Member of the Tennessee House of Representatives from the 1st district
- Incumbent
- Assumed office January 10, 2023
- Preceded by: Steve Southerland (redistricted)

Personal details
- Born: January 8, 1981 (age 45)
- Party: Republican
- Spouse: Rachel Lowe
- Children: 4
- Education: Lee University (BA) University of Tennessee at Chattanooga (MPA) University of Tennessee (PhD)
- Website: Senate website

= J. Adam Lowe =

American politician

J. Adam Lowe (born January 8, 1981) is an American Republican politician who serves as the senator for Tennessee's 1st Senate district. The district currently includes most of Bradley, McMinn, Meigs, and Rhea Counties, and was previously numbered as District 9 prior to the 2020 United States redistricting cycle.

==Biography==

J. Adam Lowe served on the Bradley County Commission for District 3 from 2010 to 2014. In October 2013, Lowe announced his intent to run for Tennessee House of Representatives District 22 after then-incumbent Eric Watson announced his intent to vacate the seat to run for Bradley County Sheriff. He was defeated by Dan Howell, receiving 2,017 votes, or 42.6% of the total. He served as a delegate to the 2016 Republican National Convention.

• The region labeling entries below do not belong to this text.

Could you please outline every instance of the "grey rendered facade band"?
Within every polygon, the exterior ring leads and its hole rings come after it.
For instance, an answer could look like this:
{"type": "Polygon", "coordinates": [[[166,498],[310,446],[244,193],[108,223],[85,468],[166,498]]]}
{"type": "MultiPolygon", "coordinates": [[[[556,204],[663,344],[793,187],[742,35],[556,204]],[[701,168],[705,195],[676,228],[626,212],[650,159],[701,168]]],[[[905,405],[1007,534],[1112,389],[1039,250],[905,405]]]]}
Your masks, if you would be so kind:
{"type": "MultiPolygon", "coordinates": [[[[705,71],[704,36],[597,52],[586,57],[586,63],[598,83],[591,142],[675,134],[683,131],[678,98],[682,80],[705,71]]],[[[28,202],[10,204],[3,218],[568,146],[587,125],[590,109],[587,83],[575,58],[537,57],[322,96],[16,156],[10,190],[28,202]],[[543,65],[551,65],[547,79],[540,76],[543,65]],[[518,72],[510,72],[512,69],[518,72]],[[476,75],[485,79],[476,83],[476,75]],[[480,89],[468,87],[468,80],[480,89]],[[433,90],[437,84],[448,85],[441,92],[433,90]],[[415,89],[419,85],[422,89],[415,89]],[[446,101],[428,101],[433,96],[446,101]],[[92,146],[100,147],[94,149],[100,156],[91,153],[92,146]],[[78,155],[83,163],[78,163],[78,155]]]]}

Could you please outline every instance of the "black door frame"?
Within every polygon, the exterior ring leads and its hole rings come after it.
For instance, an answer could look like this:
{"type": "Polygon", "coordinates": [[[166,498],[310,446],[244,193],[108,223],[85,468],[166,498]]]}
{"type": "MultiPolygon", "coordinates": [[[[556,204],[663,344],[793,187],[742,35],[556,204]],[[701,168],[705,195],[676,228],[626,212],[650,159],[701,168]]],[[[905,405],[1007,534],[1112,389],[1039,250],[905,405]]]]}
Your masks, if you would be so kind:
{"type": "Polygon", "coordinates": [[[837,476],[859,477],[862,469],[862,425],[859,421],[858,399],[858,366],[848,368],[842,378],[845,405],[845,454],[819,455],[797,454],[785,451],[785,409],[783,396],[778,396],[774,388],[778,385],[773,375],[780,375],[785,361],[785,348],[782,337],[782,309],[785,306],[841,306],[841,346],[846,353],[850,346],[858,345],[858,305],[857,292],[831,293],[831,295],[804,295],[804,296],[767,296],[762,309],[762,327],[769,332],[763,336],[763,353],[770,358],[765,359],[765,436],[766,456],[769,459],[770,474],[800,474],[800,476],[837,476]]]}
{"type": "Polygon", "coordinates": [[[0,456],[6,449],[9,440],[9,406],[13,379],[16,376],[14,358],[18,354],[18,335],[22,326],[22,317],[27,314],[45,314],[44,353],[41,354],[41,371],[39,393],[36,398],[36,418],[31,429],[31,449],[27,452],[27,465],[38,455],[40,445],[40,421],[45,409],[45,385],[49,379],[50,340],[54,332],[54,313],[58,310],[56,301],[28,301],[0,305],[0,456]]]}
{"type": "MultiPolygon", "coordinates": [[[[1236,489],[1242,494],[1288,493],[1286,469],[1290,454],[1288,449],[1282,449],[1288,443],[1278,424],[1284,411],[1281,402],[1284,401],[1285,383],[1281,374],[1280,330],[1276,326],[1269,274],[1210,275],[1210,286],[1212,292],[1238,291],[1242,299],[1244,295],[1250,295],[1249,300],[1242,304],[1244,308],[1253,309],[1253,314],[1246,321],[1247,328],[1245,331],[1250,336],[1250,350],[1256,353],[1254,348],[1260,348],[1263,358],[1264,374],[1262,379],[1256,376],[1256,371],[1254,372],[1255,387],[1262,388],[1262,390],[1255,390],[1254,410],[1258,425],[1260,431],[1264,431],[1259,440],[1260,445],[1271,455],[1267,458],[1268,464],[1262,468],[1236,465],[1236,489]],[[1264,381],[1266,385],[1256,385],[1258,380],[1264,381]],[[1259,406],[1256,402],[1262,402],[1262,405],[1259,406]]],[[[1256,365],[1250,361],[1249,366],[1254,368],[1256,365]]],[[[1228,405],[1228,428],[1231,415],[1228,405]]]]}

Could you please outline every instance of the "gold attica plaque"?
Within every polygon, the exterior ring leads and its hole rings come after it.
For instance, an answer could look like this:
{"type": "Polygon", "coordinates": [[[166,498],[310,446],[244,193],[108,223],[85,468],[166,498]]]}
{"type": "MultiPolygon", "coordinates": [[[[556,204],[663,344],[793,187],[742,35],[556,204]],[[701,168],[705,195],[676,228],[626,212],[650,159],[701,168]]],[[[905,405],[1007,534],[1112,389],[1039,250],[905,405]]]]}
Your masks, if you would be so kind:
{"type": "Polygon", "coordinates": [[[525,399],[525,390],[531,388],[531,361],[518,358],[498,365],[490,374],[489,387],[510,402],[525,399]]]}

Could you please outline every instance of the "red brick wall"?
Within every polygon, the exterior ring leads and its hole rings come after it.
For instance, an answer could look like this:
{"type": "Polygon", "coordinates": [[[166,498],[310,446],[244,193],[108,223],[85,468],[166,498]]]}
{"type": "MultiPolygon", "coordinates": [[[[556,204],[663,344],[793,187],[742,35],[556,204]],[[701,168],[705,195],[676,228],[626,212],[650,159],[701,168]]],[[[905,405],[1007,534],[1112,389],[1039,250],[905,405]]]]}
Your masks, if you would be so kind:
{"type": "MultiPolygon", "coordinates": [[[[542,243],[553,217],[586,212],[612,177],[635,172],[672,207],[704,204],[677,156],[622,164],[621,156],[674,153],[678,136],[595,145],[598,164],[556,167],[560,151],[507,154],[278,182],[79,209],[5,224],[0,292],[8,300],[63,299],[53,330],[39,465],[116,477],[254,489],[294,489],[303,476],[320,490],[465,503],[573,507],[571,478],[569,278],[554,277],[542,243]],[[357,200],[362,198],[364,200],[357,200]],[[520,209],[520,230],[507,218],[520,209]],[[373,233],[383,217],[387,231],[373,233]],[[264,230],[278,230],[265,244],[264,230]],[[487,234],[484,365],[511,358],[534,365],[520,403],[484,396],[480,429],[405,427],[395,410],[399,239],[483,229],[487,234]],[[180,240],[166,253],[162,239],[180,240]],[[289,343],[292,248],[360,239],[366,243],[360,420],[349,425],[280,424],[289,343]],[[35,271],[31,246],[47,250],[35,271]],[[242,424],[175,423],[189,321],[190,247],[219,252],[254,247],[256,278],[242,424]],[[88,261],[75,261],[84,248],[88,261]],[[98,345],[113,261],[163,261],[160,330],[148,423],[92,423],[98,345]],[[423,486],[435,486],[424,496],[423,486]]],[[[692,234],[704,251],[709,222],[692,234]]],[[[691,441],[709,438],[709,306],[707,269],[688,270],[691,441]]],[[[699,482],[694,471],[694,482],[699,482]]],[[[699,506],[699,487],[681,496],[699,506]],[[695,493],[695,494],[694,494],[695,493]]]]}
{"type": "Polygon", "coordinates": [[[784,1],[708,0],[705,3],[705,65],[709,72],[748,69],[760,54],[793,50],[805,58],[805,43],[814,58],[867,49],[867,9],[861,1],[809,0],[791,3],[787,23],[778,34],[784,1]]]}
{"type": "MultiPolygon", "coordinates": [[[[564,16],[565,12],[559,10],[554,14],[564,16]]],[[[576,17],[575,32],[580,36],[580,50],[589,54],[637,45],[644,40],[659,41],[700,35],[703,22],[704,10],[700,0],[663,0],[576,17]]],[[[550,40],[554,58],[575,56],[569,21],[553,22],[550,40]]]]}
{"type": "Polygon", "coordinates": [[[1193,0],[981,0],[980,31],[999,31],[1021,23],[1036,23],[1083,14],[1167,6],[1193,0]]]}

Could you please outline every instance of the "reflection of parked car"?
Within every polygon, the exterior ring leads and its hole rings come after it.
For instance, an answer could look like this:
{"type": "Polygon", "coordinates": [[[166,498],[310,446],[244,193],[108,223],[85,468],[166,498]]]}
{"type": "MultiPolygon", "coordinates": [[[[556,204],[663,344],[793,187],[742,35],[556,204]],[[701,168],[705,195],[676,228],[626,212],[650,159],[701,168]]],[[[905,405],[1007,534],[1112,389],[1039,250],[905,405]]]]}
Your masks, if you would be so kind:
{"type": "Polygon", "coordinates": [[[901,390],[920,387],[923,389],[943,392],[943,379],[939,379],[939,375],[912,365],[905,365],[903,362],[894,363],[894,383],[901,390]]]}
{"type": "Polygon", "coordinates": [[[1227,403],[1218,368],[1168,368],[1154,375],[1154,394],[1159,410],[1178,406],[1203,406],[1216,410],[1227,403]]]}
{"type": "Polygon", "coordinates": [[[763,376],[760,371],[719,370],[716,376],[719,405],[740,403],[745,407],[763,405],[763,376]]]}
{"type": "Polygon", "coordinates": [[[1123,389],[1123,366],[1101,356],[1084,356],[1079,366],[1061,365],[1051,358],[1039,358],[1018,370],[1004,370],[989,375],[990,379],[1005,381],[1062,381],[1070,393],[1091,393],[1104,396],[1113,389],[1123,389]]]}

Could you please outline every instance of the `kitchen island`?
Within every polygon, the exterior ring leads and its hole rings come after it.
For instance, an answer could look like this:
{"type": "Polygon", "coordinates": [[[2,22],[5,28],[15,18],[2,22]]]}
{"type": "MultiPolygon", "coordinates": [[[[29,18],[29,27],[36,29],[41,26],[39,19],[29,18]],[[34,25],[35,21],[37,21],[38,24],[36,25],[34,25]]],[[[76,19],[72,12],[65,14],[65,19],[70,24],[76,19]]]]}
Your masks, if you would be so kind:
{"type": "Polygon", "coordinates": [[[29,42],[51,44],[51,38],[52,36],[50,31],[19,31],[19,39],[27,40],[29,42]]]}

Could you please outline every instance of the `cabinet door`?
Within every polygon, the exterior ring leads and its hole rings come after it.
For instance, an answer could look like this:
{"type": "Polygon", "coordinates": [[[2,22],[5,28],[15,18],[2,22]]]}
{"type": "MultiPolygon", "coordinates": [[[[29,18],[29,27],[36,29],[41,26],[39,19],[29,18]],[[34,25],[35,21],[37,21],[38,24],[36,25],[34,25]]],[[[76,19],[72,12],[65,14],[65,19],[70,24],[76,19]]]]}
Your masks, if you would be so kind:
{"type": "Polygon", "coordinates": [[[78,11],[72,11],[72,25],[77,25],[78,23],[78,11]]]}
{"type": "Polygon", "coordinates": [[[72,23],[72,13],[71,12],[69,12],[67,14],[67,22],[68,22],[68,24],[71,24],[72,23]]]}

In January 2022, announced his intent to run for then-State Senate District 9, which was being vacated by Mike Bell. He won the August 4 primary with 53% of the vote, or 9,651 total votes, defeating then-24th District State Representative Mark Hall. He defeated Democrat Patricia Waters in the general election on November 8.

In 2025, Lowe supported Tennessee Governor Bill Lee's universal school voucher plan.

==Personal life==
Lowe is married to Rachel and has four children. He attended Lee University and the University of Tennessee.